More than 22 million children worldwide did not complete basic childhood vaccinations in 2012, and an estimated 1.5 million children aged under five die every year from vaccine-preventable diseases.

Shipping and storing vaccines in a “cold chain” in the tropical heat of many resource-limited countries—whereby the vaccine is kept at temperatures between 2°C to 8°C from the point of manufacture until reaching the recipient—is a tremendous challenge and a major cause of poor immunization coverage rates. Ministries of Health and organizations such as Doctors Without Borders/Médecins Sans Frontières (MSF), which carry out vaccination in developing countries, struggle with the immense task of keeping vaccines within the recommended temperatures in contexts where infrastructure is weak and electricity supply and refrigeration unstable.

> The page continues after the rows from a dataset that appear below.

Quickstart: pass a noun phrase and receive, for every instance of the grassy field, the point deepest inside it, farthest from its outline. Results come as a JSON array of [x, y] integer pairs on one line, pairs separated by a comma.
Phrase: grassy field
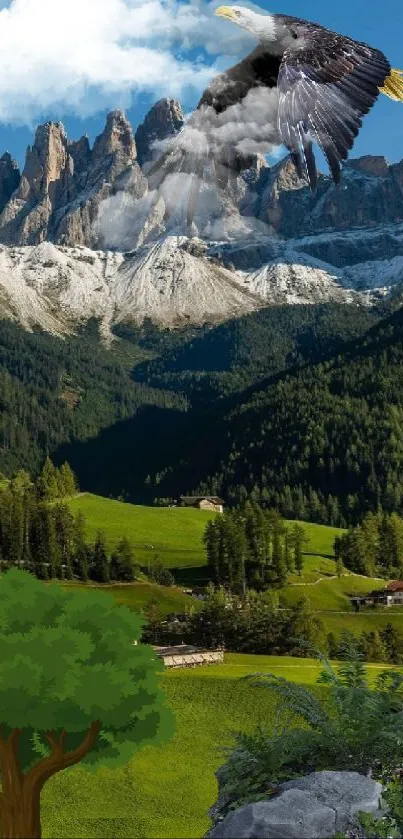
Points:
[[174, 534], [137, 595], [331, 594], [167, 790], [320, 538]]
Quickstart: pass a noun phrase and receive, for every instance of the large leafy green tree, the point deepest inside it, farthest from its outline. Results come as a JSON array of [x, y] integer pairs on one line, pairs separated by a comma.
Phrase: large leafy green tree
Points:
[[73, 687]]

Growing evidence shows that some vaccines can be safely kept outside the cold chain for certain periods of time. This more flexible use of the cold chain is called the “controlled temperature chain” (CTC) or a “flexible cold chain.” This approach has considerable potential benefits, including cost savings, preventing vaccine damage caused by accidental freezing, and, most importantly, making it easier to reach children living in remote places who would otherwise remain unvaccinated. However, very few vaccine manufacturers have released information on, or further studied, the stability of their vaccines outside the typical recommendation of keeping vaccines at between 2 to 8°C. This is in part because there is little to no need for a more flexible cold chain in wealthy countries, where refrigeration is unproblematic, and therefore there is little incentive for companies to pursue this matter. It is crucial that manufacturers, regulators and national immunization programs work towards evaluating and approving the use of vaccines in a CTC where possible.

In many places, you can often arrive at a health center—a place that should be buzzing with children—to find it is totally empty, no staff or anything. You understand why when you see that the fridge to store the vaccines is broken and no child has been vaccinated in months.

Dina Hovland
Sudanese refugees began streaming across the border into South Sudan in June 2011 when conflict erupted between the Khartoum government and the rebels of the Sudan People’s Liberation Movement-North (SPLM-N) in Sudan’s South Kordofan State. At the height of the crisis in Yida camp last summer, high mortality rates were reported among young children admitted to MSF’s hospital with respiratory tract infections, such as pneumonia, one of the leading causes of death. MSF determined that vaccinating with the pneumococcal conjugate vaccine (PCV) could result in a substantial mortality reduction in Yida. MSF has been working since September 2012 to procure PCV but faced significant delays due to lengthy negotiations and international legal procurement constraints. MSF was eventually able to obtain the vaccine from GSK at a reduced price, but delays have now pushed the planned vaccination into the logistically challenging rainy season. The objective is to immunize approximately 5,000 children under the age of 2 against several pathogens, including haemophilus influenza type B and pneumococcus. This is the first time that PCV is being used in South Sudan and one of the first vaccines to be implemented in compliance with the new WHO emergency vaccination recommendations.